Kristie was battling from the physical and mental challenge and the mental boredom. And to help her get through, her mind went to her album collection, a good one might I add, to overcome the hurt and the tedium. Mind over matter.
I play a similar game when I am in the dentist’s chair. As soon as that seat reclines, my eyes are closed and I am meditating on a verse of Scripture that I have thought about earlier. A favourite are these words of Jesus, “I have come that you might life and life in all its fulness.” Maybe that is soul over matter.
Best of all might be faith over matter. When I used to take University students to Cape Town, we’d visit Robben Island where Nelson Mandela was a prisoner for so many years. When you tour the island you spend time at the Lime Quarry where a former prisoner will tell you of the torturous tedium of hammering limestone into little pieces. While there they will tell you they started to study. English. Maths. Economics. Politics.
When you ask them why they would be studying under the strict white regime they would say, “We were getting ready for freedom before freedom came”. I marveled at their faith.

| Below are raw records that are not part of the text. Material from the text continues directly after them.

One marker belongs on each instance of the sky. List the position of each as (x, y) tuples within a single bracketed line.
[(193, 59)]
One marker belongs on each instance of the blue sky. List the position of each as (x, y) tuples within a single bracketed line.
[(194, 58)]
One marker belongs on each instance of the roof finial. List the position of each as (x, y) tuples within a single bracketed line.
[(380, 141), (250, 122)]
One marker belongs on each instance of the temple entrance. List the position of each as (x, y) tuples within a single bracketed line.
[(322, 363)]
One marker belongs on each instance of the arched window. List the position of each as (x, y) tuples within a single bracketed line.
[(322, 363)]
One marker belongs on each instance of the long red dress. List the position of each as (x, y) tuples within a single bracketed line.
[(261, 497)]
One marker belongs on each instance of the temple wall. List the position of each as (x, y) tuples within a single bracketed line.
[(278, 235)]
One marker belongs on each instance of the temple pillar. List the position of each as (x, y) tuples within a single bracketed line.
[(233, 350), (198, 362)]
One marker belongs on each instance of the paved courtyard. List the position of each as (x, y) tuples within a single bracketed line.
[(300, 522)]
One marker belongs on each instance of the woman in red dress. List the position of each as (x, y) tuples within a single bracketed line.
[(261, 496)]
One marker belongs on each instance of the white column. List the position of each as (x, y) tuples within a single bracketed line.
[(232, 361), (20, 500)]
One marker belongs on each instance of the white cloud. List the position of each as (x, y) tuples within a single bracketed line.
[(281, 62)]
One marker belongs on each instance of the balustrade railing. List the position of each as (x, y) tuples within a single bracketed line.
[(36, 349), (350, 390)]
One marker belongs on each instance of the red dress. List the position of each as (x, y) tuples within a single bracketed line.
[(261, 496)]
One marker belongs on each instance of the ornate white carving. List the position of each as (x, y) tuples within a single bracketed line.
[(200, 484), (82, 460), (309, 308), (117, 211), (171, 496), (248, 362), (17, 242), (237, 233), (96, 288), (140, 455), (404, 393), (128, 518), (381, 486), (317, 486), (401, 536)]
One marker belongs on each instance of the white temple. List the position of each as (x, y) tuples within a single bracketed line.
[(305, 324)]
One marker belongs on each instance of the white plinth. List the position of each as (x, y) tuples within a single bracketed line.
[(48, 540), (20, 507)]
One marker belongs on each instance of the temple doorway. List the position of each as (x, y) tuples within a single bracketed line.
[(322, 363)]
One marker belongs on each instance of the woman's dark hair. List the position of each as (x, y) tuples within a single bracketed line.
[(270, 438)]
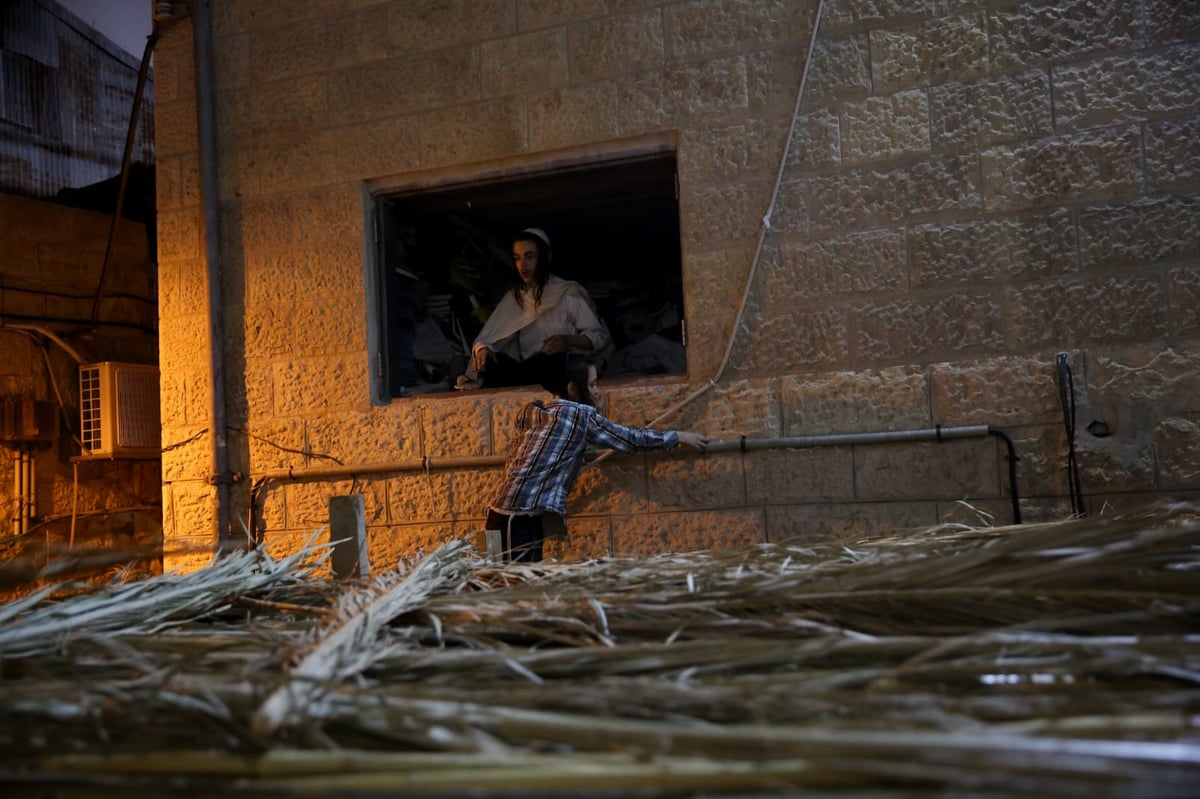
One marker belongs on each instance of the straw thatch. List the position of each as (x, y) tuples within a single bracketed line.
[(1053, 660)]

American writer and activist Jim Wallis called this “believing in spite of the evidence and watching the evidence change”. That happened to those prisoners. It happened to South African church leader Archbishop Desmond Tutu. It happened to South Africa.
As so many believed in spite of the facts before them, they not only believed but as they waited they got prepared for when things changed. That’s a faith I want to live.